En 2026, usar Windows 11 sin una buena protección es casi como salir de casa y dejar la puerta abierta. Los ciberataques crecen, el ransomware ya no es cosa de empresas enormes y el phishing llega cada día al correo, WhatsApp o redes sociales. Windows Defender ha mejorado muchísimo, sí, pero muchos usuarios buscan una antivirus para todos los bolsillos, más funciones y más control sobre lo que pasa en su PC.
En esta guía vas a encontrar una comparativa muy completa con los mejores antivirus de pago y gratuitos para Windows 11, cómo elegir el que más te encaja, qué extras ofrecen (VPN, gestor de contraseñas, control parental, copia en la nube, etc.) y en qué casos puede bastarte con Microsoft Defender.
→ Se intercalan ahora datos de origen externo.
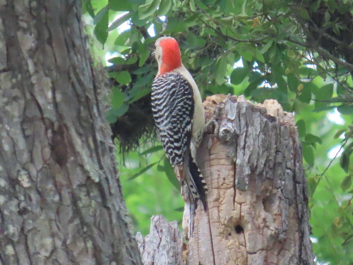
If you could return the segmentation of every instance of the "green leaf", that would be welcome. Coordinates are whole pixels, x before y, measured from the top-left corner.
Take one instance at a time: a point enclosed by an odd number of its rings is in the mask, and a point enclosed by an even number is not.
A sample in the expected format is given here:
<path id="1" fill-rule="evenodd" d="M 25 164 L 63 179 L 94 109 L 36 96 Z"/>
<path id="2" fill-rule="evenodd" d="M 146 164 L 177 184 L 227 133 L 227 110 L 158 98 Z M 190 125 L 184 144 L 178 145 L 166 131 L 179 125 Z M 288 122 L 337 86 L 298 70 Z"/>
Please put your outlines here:
<path id="1" fill-rule="evenodd" d="M 293 93 L 296 93 L 298 88 L 298 79 L 293 74 L 290 73 L 287 76 L 287 83 L 289 90 Z"/>
<path id="2" fill-rule="evenodd" d="M 129 104 L 131 104 L 139 99 L 142 97 L 144 96 L 149 93 L 150 93 L 151 91 L 151 88 L 150 87 L 147 87 L 144 89 L 139 91 L 134 94 L 132 98 L 129 100 Z"/>
<path id="3" fill-rule="evenodd" d="M 341 183 L 341 188 L 342 189 L 342 190 L 343 192 L 345 192 L 351 187 L 352 184 L 352 176 L 346 176 L 343 179 L 342 182 Z"/>
<path id="4" fill-rule="evenodd" d="M 133 85 L 133 88 L 141 87 L 146 86 L 152 81 L 153 75 L 152 73 L 149 73 L 148 75 L 145 75 L 141 77 L 137 80 L 137 81 L 135 82 Z"/>
<path id="5" fill-rule="evenodd" d="M 131 11 L 132 5 L 128 0 L 109 0 L 109 9 L 114 11 Z"/>
<path id="6" fill-rule="evenodd" d="M 118 117 L 124 115 L 129 108 L 129 105 L 124 103 L 119 108 L 110 108 L 107 111 L 106 117 L 109 123 L 113 123 L 116 121 Z"/>
<path id="7" fill-rule="evenodd" d="M 353 234 L 349 236 L 344 242 L 342 243 L 342 246 L 345 247 L 353 241 Z"/>
<path id="8" fill-rule="evenodd" d="M 186 32 L 186 41 L 187 41 L 189 47 L 195 46 L 196 45 L 197 40 L 197 38 L 195 34 L 190 31 Z"/>
<path id="9" fill-rule="evenodd" d="M 152 153 L 158 152 L 161 150 L 163 149 L 163 147 L 161 145 L 157 145 L 154 146 L 147 149 L 140 154 L 140 155 L 145 155 L 148 154 L 151 154 Z"/>
<path id="10" fill-rule="evenodd" d="M 124 103 L 124 93 L 116 87 L 113 87 L 112 89 L 110 103 L 113 108 L 119 108 Z"/>
<path id="11" fill-rule="evenodd" d="M 335 134 L 335 136 L 334 136 L 334 139 L 337 139 L 339 137 L 342 135 L 342 134 L 343 132 L 345 132 L 347 130 L 347 129 L 342 129 L 342 130 L 340 130 Z"/>
<path id="12" fill-rule="evenodd" d="M 352 105 L 341 105 L 337 107 L 338 112 L 345 115 L 353 114 L 353 106 Z"/>
<path id="13" fill-rule="evenodd" d="M 314 164 L 314 150 L 310 145 L 303 143 L 303 157 L 306 163 L 311 166 Z"/>
<path id="14" fill-rule="evenodd" d="M 216 82 L 221 85 L 225 82 L 225 76 L 227 71 L 227 59 L 224 56 L 221 57 L 216 65 L 215 79 Z"/>
<path id="15" fill-rule="evenodd" d="M 255 49 L 255 58 L 261 63 L 265 62 L 265 58 L 264 58 L 264 56 L 257 49 Z"/>
<path id="16" fill-rule="evenodd" d="M 173 184 L 177 189 L 180 189 L 180 185 L 179 185 L 178 179 L 174 172 L 174 170 L 169 161 L 169 159 L 167 157 L 165 157 L 164 158 L 164 172 L 166 173 L 167 177 L 170 182 L 170 183 Z"/>
<path id="17" fill-rule="evenodd" d="M 297 89 L 298 87 L 297 87 Z M 298 99 L 305 103 L 310 103 L 311 100 L 311 87 L 309 86 L 304 87 L 304 88 L 300 92 L 300 94 L 298 96 Z"/>
<path id="18" fill-rule="evenodd" d="M 109 59 L 108 62 L 114 64 L 124 64 L 125 63 L 125 60 L 122 57 L 114 57 Z"/>
<path id="19" fill-rule="evenodd" d="M 120 72 L 115 79 L 119 83 L 124 84 L 128 84 L 131 81 L 131 77 L 127 71 Z"/>
<path id="20" fill-rule="evenodd" d="M 98 18 L 96 19 L 97 17 Z M 98 41 L 104 45 L 108 37 L 108 8 L 106 6 L 102 8 L 95 17 L 94 21 L 96 22 L 93 32 Z"/>
<path id="21" fill-rule="evenodd" d="M 131 17 L 130 12 L 128 12 L 125 15 L 123 15 L 119 18 L 117 18 L 108 28 L 108 31 L 110 31 L 113 29 L 115 29 L 127 20 L 128 20 Z"/>
<path id="22" fill-rule="evenodd" d="M 314 194 L 317 186 L 317 183 L 314 178 L 308 178 L 306 179 L 306 182 L 308 187 L 308 197 L 310 198 Z"/>
<path id="23" fill-rule="evenodd" d="M 312 144 L 316 143 L 318 143 L 320 144 L 322 143 L 322 140 L 321 138 L 310 134 L 307 134 L 305 135 L 305 141 L 307 143 Z"/>
<path id="24" fill-rule="evenodd" d="M 107 5 L 98 11 L 98 12 L 97 13 L 97 14 L 95 16 L 94 18 L 93 19 L 93 24 L 96 25 L 106 15 L 106 14 L 108 13 L 109 10 L 109 7 Z"/>
<path id="25" fill-rule="evenodd" d="M 134 179 L 134 178 L 136 178 L 137 177 L 138 177 L 138 176 L 142 175 L 142 174 L 143 174 L 143 173 L 145 173 L 145 172 L 149 169 L 150 169 L 151 167 L 153 166 L 154 166 L 155 165 L 158 163 L 158 162 L 156 162 L 154 163 L 153 163 L 151 164 L 150 165 L 149 165 L 148 166 L 146 166 L 144 168 L 141 169 L 140 170 L 140 171 L 139 171 L 137 173 L 136 173 L 136 174 L 134 174 L 132 176 L 128 179 L 128 180 L 129 181 L 132 180 Z"/>
<path id="26" fill-rule="evenodd" d="M 169 11 L 172 6 L 172 0 L 161 0 L 157 11 L 158 16 L 164 16 Z"/>
<path id="27" fill-rule="evenodd" d="M 302 8 L 300 10 L 299 14 L 302 18 L 304 19 L 310 20 L 310 16 L 309 16 L 309 12 L 305 8 Z"/>
<path id="28" fill-rule="evenodd" d="M 150 16 L 157 10 L 161 0 L 146 0 L 146 2 L 138 7 L 138 19 L 140 20 Z"/>
<path id="29" fill-rule="evenodd" d="M 179 207 L 178 208 L 176 208 L 176 209 L 174 209 L 174 211 L 176 212 L 183 212 L 184 211 L 184 207 Z"/>
<path id="30" fill-rule="evenodd" d="M 239 52 L 239 53 L 241 55 L 241 57 L 245 60 L 250 61 L 252 60 L 252 57 L 254 55 L 254 53 L 252 51 L 246 50 L 242 52 Z"/>
<path id="31" fill-rule="evenodd" d="M 141 67 L 145 63 L 148 59 L 150 54 L 151 54 L 151 52 L 149 50 L 146 49 L 144 50 L 141 53 L 140 55 L 140 61 L 138 62 L 138 66 Z"/>
<path id="32" fill-rule="evenodd" d="M 89 14 L 91 17 L 94 18 L 94 11 L 91 0 L 85 0 L 84 1 L 82 5 L 82 14 L 84 14 L 86 12 Z"/>
<path id="33" fill-rule="evenodd" d="M 346 173 L 348 172 L 348 169 L 349 168 L 349 158 L 352 152 L 353 152 L 352 147 L 353 147 L 353 142 L 351 143 L 346 147 L 341 155 L 341 158 L 340 159 L 340 165 Z"/>
<path id="34" fill-rule="evenodd" d="M 231 74 L 231 83 L 238 85 L 243 81 L 248 73 L 249 70 L 244 67 L 237 67 Z"/>
<path id="35" fill-rule="evenodd" d="M 333 83 L 325 85 L 314 93 L 315 99 L 318 100 L 327 100 L 332 97 L 333 95 Z"/>
<path id="36" fill-rule="evenodd" d="M 263 54 L 268 51 L 268 49 L 270 48 L 270 47 L 272 45 L 272 44 L 273 43 L 273 40 L 270 40 L 270 41 L 267 42 L 266 44 L 265 44 L 262 48 L 261 48 L 261 50 L 260 51 L 261 52 L 261 53 Z"/>
<path id="37" fill-rule="evenodd" d="M 299 137 L 303 137 L 305 135 L 305 123 L 304 120 L 299 120 L 295 124 L 295 125 L 298 127 L 298 134 Z"/>
<path id="38" fill-rule="evenodd" d="M 190 5 L 190 10 L 193 12 L 195 12 L 196 8 L 195 8 L 195 3 L 194 2 L 194 0 L 189 0 L 189 4 Z"/>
La idea es que termines el artículo con una decisión clara: qué instalar, cuánto pagar y qué puedes esperar realmente de cada solución.
Por qué te compensa usar un antivirus en Windows 11 en 2026
La realidad es que Windows 11 ya llega con su propia protección, pero los ciberdelincuentes no dejan de inventar formas nuevas de colarse en tu equipo: malware camuflado en instaladores, troyanos en cracks, phishing muy convincente, exploits de día cero que aprovechan fallos recién descubiertos, etc. Esa carrera entre atacantes y defensores hace que la protección integrada se quede corta para ciertos perfiles de uso.
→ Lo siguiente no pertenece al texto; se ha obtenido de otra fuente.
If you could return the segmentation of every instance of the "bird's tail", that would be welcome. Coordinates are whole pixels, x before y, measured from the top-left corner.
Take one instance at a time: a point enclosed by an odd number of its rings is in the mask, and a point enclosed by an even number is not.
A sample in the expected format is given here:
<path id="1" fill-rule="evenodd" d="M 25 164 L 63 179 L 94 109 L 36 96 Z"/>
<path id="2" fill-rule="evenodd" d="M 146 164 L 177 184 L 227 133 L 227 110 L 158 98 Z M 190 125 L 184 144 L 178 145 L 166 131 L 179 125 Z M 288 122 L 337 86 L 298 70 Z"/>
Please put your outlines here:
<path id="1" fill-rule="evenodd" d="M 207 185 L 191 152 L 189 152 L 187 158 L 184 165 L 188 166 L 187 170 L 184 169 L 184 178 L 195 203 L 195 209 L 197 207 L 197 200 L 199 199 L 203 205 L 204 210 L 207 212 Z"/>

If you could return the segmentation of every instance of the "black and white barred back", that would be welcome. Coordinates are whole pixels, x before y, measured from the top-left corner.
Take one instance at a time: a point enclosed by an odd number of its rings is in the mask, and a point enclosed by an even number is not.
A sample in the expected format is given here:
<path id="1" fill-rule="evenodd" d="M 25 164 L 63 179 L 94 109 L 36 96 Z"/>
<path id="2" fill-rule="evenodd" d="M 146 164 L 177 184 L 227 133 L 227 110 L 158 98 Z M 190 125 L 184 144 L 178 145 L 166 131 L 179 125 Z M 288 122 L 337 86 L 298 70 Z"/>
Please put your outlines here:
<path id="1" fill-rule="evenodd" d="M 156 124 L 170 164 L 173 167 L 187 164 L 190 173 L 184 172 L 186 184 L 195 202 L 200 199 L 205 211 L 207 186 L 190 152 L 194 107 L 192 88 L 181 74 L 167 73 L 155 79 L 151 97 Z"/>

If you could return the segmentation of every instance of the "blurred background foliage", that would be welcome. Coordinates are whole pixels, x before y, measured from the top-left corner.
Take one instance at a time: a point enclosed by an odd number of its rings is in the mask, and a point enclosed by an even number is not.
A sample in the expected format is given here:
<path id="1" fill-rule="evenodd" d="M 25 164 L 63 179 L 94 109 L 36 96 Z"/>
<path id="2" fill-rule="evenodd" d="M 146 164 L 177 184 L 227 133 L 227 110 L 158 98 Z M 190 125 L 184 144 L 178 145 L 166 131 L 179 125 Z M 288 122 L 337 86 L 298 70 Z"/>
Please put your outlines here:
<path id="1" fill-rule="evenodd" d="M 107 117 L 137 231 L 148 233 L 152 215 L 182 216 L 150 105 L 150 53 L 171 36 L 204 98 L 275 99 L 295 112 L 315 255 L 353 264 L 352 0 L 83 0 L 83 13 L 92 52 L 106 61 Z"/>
Las empresas que desarrollan antivirus se dedican exclusivamente a vigilar Internet en busca de nuevas amenazas, analizar muestras en sus laboratorios, correlacionar datos que envían millones de usuarios y sacar parches y firmas en horas. Su tiempo de reacción ante amenazas nuevas suele ser menor que el de los propios sistemas operativos, y eso marca la diferencia cuando sale un exploit o un ransomware especialmente agresivo.
Además, un antivirus moderno para Windows 11 no se limita a escanear archivos. La mayoría integra protección web, filtros anti-phishing, bloqueo de URLs peligrosas, cortafuegos mejorado, protección de banca online, defensa contra ransomware que vigila cambios sospechosos en tus archivos, supervisión de correo electrónico y herramientas de privacidad o de protección de identidad.
Todo esto se monta como una segunda capa sobre Microsoft Defender: el antivirus de Windows no es “malo”, pero se puede reforzar con una suite de seguridad más completa. Que te compense o no depende de lo que guardas en tu PC, de cuánto te dolería perderlo o que te lo cifren, de si trabajas con datos sensibles o si compartes el ordenador con más personas.
Los laboratorios independientes como AV-TEST o AV-Comparatives miden periódicamente tres factores clave en cada producto: protección, rendimiento y usabilidad. Cada antivirus puede conseguir hasta 6 puntos en cada apartado (18 en total). A partir de 10 puntos ya recibe el sello de calidad de AV-TEST, y con 17,5 puntos o más se otorga el distintivo “TOP PRODUCT”, que solo logran los mejores.
Claves para elegir el mejor antivirus para tu PC con Windows 11

Antes de lanzarte a comprar la primera oferta que veas, conviene tener claro qué cosas importan realmente en un antivirus y cuáles son puro marketing. Estos son los factores que deberías revisar con calma.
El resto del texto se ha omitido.